The Rangers believe that Beltre, though 39 and no longer an iron man, is a still a difference-maker. As such, they won't attempt to trade him unless they get bona-fide prospects or young major-leaguers who could be of immediate help.

Even then, the Rangers have to overcome Beltre's full no-trade protection. Some believe he will nix any trade. Others believe he would accept a trade only to a team that has a legitimate shot at the World Series.

In other words, he won't go to a team that is headed toward a wild-card spot and a potential one-and-done playoff appearance.
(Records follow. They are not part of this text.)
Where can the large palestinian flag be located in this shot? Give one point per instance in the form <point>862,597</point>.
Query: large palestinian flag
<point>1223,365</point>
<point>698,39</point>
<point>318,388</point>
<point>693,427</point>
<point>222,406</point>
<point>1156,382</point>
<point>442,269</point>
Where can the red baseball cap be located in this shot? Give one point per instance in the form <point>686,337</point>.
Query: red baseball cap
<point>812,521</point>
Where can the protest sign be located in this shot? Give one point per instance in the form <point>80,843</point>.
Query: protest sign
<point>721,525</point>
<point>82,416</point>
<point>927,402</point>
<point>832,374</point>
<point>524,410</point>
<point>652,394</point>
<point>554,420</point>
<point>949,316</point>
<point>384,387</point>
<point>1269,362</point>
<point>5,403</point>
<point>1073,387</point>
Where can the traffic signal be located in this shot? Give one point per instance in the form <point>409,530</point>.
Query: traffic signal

Then there's Jackson, a right-handed hitter who can run and play all three outfield spots. He would be a nice piece for a contender, and may end up with one even if he isn't traded.

The Rangers acquired him and the remaining $4.3 million on his contract in an effort to get right-hander Jason Bahr, a pitching prospect, from the San Francisco Giants. The Rangers also received righty reliever Cory Gearrin, who reported Monday.

Even if the Rangers can't trade Jackson, they would get relief from the team that claims him this year and next year. That team would have to pay only the prorated league minimum remaining this year and the league minimum in 2019.

That would total around $750,000.

Bahr was assigned to High A Down East and is expected to make his debut Saturday. He doesn't project as a future ace, but adds an arm to the Rangers' starter-thin system.